Décentraliser quand les décisions se prennent à Bayonne : un exercice délicat

La Communauté d’agglomération Pays Basque a ouvert une grande réflexion sur le projet communautaire. Tous les maires sont invités à y participer lors d’une réunion organisée en partenariat avec le Biltzar des communes, initialement prévue ce samedi 17 novembre mais finalement reportée au 8 décembre.

Lors de sa création, en janvier 2017, la CAPB avait rédigé un pacte de gouvernance afin que le territoire soit représenté de façon juste. La question semble dépasser l'équilibre des chiffres. © Isablle MIQUELESTORENA
Lors de sa création, en janvier 2017, la CAPB avait rédigé un pacte de gouvernance afin que le territoire soit représenté de façon juste. La question semble dépasser l'équilibre des chiffres. © Isablle MIQUELESTORENA

Re-territorialiser, re-créer, re-responsabiliser… La nostalgie semble s’être emparé des élus du Pays Basque Nord. La volonté de revenir vers un mode de fonctionnement de proximité est partagé par tous, mais personne n’a pour l’instant trouvé la recette. L’exécutif de la Communauté d’agglomération Pays Basque (CAPB) a voulu apporter les premières réponses concrètes. Elle co-organisera le 8 décembre prochain avec le Biltzar des communes une réunion à ce sujet à Louhossoa. Elle sera ouverte aux 158 maires du Pays Basque Nord.

La réflexion sur le projet communautaire menée depuis septembre 2017, et en particulier en ce mois de novembre, a notamment l’ambition de renforcer les liens entre l’Agglo et les communes, d’où leur implication. D’autant que le Biltzar rassemblant les élus municipaux a pour mission la coordination entre les communes et la Communauté d’agglomération.

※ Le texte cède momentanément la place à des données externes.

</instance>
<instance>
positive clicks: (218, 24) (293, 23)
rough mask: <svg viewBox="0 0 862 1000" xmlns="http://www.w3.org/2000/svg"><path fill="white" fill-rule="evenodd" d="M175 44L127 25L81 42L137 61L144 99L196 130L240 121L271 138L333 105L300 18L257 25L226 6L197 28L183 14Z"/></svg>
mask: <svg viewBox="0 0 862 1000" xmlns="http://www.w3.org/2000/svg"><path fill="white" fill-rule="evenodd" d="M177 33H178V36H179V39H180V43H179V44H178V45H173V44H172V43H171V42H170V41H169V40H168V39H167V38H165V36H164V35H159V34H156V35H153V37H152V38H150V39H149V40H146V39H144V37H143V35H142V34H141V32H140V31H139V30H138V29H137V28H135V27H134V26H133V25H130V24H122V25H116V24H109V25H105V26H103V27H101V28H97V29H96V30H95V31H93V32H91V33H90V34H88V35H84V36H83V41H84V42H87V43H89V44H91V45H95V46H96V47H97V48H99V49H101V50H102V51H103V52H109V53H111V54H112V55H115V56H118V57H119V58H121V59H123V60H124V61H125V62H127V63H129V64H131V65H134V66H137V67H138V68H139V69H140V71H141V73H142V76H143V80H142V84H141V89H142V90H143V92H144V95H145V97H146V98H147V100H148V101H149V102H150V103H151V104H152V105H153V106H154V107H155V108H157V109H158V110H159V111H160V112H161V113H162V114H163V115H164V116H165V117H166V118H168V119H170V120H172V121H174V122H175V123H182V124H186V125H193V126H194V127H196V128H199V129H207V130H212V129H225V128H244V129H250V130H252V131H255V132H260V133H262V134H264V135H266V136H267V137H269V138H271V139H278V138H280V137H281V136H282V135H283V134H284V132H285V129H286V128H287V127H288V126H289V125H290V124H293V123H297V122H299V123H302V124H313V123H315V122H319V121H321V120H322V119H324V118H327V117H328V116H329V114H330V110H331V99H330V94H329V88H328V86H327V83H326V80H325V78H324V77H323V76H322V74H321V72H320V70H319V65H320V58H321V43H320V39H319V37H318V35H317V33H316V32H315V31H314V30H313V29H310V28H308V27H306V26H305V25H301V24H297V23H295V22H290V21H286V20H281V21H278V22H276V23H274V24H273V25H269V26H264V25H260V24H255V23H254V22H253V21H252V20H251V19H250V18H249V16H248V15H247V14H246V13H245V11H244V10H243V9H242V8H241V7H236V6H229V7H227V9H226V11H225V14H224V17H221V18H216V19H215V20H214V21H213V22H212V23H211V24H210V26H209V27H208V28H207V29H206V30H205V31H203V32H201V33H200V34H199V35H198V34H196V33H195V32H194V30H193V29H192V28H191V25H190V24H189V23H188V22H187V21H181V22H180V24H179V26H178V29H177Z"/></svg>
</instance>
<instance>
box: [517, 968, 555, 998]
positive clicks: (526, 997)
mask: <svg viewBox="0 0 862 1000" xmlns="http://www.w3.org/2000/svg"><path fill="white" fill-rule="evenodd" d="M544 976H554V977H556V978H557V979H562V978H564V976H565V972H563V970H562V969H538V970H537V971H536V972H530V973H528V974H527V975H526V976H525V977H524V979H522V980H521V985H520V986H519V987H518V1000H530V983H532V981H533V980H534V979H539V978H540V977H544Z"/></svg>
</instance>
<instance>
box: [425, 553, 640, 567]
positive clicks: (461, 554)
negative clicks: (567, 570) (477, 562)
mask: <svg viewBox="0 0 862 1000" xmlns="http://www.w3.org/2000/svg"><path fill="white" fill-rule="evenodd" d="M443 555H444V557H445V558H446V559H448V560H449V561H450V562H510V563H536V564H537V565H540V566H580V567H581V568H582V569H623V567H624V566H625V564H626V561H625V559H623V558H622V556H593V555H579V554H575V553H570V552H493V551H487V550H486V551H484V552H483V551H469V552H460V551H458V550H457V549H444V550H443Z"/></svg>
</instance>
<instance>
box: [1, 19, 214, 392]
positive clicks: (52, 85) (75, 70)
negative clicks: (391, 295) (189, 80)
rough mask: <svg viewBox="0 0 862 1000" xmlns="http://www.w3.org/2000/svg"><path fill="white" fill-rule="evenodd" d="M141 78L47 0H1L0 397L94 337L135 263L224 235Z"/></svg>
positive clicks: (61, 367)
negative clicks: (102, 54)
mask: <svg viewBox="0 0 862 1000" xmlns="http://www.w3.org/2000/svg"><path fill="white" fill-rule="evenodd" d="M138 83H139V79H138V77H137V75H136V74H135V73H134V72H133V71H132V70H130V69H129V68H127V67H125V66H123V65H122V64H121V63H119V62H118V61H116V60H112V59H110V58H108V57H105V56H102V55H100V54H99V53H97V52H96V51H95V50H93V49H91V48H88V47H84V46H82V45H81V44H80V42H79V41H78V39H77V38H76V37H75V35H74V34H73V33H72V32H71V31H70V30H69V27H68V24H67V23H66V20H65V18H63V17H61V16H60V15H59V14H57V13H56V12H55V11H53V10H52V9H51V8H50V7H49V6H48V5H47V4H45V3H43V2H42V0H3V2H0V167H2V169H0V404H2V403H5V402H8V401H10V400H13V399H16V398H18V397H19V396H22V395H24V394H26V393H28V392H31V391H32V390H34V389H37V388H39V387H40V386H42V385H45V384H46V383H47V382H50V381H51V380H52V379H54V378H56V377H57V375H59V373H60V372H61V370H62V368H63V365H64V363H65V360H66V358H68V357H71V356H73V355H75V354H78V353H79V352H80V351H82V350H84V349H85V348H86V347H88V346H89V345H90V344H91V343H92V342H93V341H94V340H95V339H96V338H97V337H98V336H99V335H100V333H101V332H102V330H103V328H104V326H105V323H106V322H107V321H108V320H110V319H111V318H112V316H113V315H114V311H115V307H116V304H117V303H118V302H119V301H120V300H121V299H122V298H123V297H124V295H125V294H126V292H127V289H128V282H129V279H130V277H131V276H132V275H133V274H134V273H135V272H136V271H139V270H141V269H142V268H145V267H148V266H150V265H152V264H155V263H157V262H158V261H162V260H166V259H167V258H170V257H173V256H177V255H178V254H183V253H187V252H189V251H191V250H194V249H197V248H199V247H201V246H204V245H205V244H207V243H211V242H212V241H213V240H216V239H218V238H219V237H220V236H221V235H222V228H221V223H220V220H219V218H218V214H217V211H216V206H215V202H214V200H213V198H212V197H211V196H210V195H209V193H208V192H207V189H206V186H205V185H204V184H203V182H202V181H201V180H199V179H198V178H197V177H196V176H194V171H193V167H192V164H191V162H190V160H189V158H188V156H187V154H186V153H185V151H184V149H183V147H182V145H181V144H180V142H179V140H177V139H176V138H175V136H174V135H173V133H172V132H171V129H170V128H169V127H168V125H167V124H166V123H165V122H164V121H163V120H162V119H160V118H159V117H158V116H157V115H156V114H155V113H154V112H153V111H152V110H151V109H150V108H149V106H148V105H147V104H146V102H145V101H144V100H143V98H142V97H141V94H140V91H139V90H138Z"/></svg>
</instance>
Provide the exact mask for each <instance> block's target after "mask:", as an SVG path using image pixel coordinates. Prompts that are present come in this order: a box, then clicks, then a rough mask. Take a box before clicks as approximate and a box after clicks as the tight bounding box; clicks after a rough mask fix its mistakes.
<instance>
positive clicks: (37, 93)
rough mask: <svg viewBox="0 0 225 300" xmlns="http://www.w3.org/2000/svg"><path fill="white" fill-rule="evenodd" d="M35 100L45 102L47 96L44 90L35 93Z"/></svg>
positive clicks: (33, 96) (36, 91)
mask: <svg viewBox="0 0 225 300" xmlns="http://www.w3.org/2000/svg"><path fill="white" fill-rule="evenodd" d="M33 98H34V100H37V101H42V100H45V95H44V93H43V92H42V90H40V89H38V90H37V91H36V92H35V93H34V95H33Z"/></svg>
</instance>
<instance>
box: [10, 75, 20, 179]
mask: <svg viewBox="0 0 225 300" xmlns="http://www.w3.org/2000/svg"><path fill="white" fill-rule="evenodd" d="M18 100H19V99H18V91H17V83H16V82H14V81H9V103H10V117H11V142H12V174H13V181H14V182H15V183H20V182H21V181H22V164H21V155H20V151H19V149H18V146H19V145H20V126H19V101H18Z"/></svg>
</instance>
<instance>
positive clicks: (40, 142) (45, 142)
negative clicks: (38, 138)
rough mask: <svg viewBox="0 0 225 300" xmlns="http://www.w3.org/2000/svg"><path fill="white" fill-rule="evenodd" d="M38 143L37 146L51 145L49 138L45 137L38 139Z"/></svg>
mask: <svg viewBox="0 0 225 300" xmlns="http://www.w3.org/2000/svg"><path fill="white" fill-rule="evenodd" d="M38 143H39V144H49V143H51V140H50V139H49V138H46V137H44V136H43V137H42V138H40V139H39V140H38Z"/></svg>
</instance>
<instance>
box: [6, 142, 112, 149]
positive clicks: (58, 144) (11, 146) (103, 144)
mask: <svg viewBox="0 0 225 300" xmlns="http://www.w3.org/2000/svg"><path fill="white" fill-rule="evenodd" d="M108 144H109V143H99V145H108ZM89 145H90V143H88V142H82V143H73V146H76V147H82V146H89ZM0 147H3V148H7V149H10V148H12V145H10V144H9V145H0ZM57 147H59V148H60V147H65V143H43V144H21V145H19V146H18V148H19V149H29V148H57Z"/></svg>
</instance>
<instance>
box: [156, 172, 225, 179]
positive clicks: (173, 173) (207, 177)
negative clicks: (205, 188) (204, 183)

A ce jour, sa participation aux débats en cours est quasiment nulle. "Nous avons eu peu d’éléments en notre possession pour pouvoir apporter notre avis, même si des conférences de territoire ont été organisées pour parler du projet communautaire ; on ne nous a pas apporté d’éléments assez concrets. C’est cette frustration des élus que nous voulons communiquer à cette réunion", confie Lucien Betbeder, le président du Biltzar et maire de Mendionde.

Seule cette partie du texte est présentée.